At one point she was joined by a young male, probably her brother.  they seemed quite happy in each other's company.

One task for this winter will be to go through the files and delete all the photos that aren't worth keeping.

Thursday, 5 October 2017

Still at it

Common darters are still busy producing the next generation.  Eggs laid now may not produce new dragonflies until two years from now.

Tuesday, 3 October 2017

Another night with BadgerCam

It's about time we had some more badger photos on the blog so I went off to the woods again with the trail camera.  I chose a path which has been good before and set up the camera with peanuts as bait.  The camera took my photo as I left, suggesting it was set up well.

When I got back the next morning all the peanuts had gone, which is always a good sign.  The first photo was of a wood mouse.

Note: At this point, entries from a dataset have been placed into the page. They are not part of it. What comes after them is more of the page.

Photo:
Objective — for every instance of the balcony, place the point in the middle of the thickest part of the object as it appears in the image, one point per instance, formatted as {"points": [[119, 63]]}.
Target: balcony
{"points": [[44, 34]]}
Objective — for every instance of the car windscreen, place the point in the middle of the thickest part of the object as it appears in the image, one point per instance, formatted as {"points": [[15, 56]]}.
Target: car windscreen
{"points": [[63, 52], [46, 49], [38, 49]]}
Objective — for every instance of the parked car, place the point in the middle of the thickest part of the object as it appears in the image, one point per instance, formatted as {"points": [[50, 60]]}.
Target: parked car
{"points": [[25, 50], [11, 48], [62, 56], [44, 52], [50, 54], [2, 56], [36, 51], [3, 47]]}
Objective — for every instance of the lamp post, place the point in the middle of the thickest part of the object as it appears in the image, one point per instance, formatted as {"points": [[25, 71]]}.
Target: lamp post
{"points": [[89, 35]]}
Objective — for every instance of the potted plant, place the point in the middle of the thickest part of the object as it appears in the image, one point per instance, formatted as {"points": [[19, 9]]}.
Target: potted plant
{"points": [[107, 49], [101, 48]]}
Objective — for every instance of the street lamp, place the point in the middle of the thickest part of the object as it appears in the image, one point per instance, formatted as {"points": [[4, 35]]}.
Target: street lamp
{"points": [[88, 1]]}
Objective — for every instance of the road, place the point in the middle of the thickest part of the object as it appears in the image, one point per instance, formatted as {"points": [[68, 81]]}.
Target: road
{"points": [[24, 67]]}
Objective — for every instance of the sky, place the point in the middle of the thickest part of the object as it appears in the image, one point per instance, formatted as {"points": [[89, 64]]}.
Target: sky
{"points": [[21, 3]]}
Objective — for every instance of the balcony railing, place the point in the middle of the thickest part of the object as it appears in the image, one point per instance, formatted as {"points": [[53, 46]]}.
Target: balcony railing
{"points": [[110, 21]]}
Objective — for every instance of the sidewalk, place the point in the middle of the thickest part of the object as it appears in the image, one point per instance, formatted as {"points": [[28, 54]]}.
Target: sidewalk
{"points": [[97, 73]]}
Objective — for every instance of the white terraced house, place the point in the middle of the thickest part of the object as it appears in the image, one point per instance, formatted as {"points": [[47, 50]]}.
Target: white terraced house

The first badger photo wasn't until after midnight.  The camera took nine badger photos in all and unusually none of them was a dud (there are usually a few with half a badger or it is too close to the camera). 

At one point this badger headed off

but the next photo was less than a minute later.  I suspect this is a different badger as it looks bigger with a broader head but it is difficult to be sure.  Perhaps the first one moved away when it heard the second one coming along the path.

Badgers are very active at his time of year, fattening up for the winter.  I'll have another go soon and try with the video camera as well.

Sunday, 1 October 2017

Hunting for autumn migrants

Talk of autumn migrants brings to mind the annual influx of birds from Scandinavia and Europe but this is a dragonfly that I have been looking out for in the last couple of weeks.  It is the migrant hawker (Aeshna mixta) and is the last of the hawkers to appear.  Despite its name it is an established resident.  As soon as I got to the pond this time I spotted a female in the reeds.

She was busing laying eggs close the the water's edge and I watched for 15 minutes or so,  hoping she would tire and rest in a more classical position.  But she didn't.

Eventually she moved out of view so I set off to look for a male.  There were several on the wing but to start with none of them settled within range of the camera.  Eventually I saw one go down into the scrub some metres from the water.  I ran over and found it at rest.

Later there was another that let me get close with the 100mm macro lens.  I could only get this one view but was able to experiment with the aperture (and depth of field).  The first photo is at f/16, the second at f/5.6 and the third at f/2.8. You can see the effect on the depth of field.

I also tried a few flight shots without much success.  These were the best I could manage.

Migrant hawkers will be around for a few weeks yet.  There are still common and ruddy darters to be seen but everything else has now disappeared until next year.